The argument against these conceptual works as well as body art in general has almost nothing to do with the merits of good architecture and does very little to support his general argument. Rather, they expose this man to be what he almost certainly is: a somewhat dull, crotchety old person with a narrow vision of what art can and should be. I can see already that his arguments against these architects are not going to be at all interesting, as he has already bored me half to death.

I bought the book on Amazon and I will most likely be selling it back. Don't buy it unless you would like to have your own boring sensibilities buttressed by a fairly un-influential, pseudo-designer's rants...

Silber, is this a book or just a rant?2
I am a young architect and was quite excited when someone at my firm alerted me to this book. The thesis that the field of architecture has become absurd is one definitely worth exploring but this book fails to make the compelling argument I know it could. The text is fairly unfocused and rant-like and the background information he gives for the examples he cites is one-sided and incomplete.

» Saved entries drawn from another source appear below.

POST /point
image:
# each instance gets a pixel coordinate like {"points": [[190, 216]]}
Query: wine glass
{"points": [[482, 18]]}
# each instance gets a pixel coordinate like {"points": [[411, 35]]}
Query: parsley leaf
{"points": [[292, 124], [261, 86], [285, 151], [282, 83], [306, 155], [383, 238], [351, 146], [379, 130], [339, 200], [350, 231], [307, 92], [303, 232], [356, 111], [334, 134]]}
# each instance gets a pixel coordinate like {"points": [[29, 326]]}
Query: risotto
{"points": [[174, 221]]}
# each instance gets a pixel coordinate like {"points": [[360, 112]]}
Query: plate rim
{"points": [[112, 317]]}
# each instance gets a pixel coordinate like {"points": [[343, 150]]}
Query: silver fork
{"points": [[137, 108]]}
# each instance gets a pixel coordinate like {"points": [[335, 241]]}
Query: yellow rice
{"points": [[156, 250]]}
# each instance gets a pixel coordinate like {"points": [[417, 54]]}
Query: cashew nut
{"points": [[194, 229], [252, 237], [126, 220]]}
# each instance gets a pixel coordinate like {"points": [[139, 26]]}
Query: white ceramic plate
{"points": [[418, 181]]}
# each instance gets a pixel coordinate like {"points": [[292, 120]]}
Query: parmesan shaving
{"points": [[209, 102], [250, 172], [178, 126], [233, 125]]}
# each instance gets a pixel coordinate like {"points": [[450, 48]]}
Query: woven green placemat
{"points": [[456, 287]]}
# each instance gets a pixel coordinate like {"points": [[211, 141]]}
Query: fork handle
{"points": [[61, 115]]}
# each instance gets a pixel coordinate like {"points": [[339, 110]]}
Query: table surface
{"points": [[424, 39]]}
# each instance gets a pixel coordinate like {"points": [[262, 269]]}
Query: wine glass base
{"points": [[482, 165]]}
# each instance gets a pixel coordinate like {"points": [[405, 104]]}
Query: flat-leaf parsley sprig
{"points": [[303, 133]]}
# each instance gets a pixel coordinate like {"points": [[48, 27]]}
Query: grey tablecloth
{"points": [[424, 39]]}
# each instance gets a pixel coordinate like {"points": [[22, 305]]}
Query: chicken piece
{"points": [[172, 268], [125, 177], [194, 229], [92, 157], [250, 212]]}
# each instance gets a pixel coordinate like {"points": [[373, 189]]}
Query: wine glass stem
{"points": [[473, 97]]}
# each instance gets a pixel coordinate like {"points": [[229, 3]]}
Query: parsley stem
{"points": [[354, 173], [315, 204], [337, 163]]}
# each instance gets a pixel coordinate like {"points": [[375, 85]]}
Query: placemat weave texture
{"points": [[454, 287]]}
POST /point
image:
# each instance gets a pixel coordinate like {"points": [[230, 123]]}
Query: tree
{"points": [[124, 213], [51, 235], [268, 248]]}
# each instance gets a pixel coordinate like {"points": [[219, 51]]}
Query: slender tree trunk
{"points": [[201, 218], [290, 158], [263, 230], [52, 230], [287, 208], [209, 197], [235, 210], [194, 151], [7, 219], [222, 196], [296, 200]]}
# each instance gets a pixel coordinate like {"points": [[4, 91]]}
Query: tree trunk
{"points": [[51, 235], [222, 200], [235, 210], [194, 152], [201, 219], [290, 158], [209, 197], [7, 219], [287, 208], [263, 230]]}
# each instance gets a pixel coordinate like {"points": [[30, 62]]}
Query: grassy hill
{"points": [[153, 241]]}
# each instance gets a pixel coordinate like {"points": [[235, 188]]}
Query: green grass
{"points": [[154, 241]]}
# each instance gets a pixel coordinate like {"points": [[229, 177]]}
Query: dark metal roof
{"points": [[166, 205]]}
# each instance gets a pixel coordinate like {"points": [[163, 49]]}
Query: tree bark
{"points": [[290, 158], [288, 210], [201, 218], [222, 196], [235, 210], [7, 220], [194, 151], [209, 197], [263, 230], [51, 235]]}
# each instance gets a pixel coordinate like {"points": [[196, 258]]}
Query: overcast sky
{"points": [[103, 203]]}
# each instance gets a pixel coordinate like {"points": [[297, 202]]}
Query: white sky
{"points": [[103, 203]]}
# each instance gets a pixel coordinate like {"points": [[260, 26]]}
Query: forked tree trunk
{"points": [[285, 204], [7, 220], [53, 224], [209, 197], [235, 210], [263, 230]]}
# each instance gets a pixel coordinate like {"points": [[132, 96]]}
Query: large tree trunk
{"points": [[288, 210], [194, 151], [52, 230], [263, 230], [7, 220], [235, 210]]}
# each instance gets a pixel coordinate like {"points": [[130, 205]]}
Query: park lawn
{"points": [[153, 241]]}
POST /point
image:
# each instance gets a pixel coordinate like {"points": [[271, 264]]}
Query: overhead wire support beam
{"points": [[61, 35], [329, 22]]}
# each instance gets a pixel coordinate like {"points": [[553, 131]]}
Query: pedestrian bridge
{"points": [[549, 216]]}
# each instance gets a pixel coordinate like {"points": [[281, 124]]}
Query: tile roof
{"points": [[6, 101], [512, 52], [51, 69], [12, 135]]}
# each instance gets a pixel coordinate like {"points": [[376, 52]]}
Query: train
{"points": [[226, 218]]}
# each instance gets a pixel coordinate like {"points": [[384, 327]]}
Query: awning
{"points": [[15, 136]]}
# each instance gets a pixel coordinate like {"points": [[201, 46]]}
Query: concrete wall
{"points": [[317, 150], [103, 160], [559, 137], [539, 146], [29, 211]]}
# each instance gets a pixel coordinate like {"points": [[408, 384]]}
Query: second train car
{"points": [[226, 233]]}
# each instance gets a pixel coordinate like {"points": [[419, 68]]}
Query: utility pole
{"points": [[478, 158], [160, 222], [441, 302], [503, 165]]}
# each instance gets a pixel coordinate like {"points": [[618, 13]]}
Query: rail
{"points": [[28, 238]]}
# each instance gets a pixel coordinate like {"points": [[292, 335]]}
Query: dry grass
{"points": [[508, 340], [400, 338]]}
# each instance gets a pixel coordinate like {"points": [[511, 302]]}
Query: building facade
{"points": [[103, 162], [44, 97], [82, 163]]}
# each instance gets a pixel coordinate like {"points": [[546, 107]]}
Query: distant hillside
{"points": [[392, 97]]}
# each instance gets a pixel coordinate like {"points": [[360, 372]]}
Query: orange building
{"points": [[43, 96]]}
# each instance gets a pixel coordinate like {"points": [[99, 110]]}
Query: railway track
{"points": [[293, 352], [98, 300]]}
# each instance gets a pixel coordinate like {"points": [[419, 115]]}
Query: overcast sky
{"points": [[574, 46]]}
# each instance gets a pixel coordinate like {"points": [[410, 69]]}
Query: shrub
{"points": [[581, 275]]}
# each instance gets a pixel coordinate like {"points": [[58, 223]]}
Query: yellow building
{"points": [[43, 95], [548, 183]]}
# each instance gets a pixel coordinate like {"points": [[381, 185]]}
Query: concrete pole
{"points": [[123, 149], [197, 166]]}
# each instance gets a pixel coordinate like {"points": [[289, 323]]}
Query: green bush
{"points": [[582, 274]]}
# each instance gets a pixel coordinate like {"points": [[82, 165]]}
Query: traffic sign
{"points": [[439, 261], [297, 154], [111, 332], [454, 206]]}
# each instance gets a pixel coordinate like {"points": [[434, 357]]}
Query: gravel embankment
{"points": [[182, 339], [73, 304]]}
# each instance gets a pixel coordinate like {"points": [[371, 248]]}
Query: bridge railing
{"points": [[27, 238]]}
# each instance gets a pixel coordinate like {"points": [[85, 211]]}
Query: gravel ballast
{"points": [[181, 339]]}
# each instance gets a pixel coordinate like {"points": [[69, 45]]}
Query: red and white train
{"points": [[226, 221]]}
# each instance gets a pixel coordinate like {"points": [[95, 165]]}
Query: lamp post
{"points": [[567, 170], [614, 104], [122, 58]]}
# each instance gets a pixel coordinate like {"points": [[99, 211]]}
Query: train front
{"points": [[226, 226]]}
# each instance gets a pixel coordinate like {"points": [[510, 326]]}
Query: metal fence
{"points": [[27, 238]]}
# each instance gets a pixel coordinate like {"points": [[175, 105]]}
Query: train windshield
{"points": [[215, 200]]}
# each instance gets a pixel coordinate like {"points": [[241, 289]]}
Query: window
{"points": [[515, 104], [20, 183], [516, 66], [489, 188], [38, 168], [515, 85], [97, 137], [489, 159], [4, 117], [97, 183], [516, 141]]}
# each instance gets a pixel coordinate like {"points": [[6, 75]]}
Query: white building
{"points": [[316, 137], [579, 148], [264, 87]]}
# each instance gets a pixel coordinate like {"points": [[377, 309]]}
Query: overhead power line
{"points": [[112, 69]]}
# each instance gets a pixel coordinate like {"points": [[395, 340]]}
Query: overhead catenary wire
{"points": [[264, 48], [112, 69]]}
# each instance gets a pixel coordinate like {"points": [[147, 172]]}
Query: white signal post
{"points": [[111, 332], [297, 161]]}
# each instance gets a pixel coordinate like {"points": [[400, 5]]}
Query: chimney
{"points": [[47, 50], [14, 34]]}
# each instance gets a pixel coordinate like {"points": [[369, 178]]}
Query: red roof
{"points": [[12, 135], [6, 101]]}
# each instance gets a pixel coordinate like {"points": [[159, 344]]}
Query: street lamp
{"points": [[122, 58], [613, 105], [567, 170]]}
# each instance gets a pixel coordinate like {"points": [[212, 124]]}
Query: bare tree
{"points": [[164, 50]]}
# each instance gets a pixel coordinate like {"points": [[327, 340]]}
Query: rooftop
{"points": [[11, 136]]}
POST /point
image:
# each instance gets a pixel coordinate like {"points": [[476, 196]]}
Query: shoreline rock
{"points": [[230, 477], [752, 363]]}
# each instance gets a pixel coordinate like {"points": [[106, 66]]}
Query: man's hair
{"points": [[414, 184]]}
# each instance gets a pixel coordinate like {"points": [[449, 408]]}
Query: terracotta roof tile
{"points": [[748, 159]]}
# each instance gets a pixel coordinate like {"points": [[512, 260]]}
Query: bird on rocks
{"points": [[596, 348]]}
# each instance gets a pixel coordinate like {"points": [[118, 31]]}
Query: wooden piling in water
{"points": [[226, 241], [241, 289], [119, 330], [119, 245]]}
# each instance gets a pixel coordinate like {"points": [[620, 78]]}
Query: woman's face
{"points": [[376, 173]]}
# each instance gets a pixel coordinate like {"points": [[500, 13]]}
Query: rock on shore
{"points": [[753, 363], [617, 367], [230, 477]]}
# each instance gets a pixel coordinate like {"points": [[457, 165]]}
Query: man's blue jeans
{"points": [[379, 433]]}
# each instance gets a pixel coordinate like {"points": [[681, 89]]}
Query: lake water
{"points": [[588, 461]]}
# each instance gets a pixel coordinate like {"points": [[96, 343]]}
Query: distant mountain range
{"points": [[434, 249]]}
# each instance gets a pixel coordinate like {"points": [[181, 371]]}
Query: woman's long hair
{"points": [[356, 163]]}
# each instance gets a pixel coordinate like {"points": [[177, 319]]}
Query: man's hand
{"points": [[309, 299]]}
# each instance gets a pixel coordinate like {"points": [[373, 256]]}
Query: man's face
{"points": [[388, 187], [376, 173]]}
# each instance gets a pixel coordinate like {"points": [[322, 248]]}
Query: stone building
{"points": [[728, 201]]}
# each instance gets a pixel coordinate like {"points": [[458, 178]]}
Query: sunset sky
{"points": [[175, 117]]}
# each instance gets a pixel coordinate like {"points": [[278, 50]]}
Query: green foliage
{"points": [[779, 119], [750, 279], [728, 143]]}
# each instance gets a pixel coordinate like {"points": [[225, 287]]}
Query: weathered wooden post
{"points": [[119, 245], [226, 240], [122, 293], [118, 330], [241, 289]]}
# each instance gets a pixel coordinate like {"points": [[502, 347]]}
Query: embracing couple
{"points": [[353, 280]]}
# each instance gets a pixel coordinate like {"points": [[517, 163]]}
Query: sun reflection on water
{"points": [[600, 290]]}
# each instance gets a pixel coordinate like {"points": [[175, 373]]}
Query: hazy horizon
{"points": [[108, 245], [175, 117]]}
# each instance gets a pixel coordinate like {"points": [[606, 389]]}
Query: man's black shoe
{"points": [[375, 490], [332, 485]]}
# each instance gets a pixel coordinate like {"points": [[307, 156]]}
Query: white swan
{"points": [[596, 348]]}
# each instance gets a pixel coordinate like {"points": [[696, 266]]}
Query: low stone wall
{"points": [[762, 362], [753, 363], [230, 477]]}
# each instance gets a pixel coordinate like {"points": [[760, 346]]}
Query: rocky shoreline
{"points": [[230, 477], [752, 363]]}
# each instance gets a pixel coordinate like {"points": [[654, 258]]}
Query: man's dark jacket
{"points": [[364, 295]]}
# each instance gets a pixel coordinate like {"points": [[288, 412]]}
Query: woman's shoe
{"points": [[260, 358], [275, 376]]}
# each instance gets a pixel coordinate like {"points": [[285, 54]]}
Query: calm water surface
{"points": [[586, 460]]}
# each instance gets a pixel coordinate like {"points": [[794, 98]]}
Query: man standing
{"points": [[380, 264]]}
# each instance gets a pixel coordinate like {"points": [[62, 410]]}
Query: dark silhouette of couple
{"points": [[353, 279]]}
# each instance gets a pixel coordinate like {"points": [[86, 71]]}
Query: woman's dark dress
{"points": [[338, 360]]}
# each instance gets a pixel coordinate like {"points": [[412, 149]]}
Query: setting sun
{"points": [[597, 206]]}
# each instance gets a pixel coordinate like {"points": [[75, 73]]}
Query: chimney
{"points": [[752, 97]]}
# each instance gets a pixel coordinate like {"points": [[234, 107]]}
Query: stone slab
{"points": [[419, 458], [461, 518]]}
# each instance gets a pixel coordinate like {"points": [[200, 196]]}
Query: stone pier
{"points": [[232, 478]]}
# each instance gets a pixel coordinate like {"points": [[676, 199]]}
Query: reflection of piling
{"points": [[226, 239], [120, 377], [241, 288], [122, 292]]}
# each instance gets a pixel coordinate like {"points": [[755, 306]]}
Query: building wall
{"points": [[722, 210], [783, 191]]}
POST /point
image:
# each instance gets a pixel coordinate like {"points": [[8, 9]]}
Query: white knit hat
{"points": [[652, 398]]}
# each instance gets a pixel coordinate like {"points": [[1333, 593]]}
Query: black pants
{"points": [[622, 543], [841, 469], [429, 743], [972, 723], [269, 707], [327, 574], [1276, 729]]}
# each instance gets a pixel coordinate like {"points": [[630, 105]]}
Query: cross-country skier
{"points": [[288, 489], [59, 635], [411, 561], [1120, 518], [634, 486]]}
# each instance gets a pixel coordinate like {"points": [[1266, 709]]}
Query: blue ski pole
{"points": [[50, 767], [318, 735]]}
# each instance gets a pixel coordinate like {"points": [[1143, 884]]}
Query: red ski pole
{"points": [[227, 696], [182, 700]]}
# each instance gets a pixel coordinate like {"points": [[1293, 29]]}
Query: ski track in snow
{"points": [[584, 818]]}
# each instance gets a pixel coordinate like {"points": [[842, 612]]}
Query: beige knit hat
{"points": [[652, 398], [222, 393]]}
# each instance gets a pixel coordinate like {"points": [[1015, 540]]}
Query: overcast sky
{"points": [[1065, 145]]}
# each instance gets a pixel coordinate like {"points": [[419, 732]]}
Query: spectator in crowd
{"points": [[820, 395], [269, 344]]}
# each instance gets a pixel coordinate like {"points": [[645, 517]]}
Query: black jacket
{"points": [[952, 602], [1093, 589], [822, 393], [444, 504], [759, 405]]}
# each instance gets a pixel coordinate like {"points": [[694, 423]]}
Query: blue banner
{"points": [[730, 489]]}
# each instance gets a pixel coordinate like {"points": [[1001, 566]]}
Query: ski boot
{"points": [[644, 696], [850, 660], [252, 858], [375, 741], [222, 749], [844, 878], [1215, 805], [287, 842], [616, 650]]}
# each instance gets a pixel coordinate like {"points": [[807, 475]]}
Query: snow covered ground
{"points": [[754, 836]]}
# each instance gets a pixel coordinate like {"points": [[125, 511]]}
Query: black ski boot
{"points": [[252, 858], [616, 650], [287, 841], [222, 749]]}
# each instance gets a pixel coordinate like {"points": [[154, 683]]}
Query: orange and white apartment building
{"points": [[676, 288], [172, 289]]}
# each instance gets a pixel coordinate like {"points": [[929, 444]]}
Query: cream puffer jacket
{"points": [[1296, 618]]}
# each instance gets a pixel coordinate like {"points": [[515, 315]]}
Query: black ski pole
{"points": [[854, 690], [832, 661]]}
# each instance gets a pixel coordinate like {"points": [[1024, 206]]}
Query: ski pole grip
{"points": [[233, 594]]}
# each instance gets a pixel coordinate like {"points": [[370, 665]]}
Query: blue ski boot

Even the line he drew between the absurd and good architecture was inconsistent even measured by his own criteria. I would expect a philosopher to be able to form a much more complete and persuasive argument than this.

Wouldn't pass muster with Silber2
Neither my love of architecture or architectural criticism were indulged by reading this book. Fortunately, I didn't lose $[...] on it as it found me courtesy of a friend regifting it. This selectively researched and speciously reasoned volume would never have passed President Silber's muster had it been submitted by one of his faculty seeking tenure at Boston University during his reign there. It's more fitting of a blog with its confusion of opinion for knowledge, and seems like little more than a vehicle to register his seemingly obsessive hatred of Frank Gehry.

The tragedy here is that there is a point to be made about some architects, and the people that give them free reign, whose work shows more concern for a page in their portfolio than respect for the function of a building, the people who will use it, and others affected by its aesthetic. But how much "absurd" design results from such a disdain for public utility versus simply different perspectives on form and function? Maybe Silber could have researched that. Instead, this opinionated polemic erects a monument to Silber's ego as egregious as the Stata Center.

For a pointed criticism of Silber's architectural acumen, see Mark Lamster's review in the Los Angeles Times online ([...]) Schadenfreude, indeed.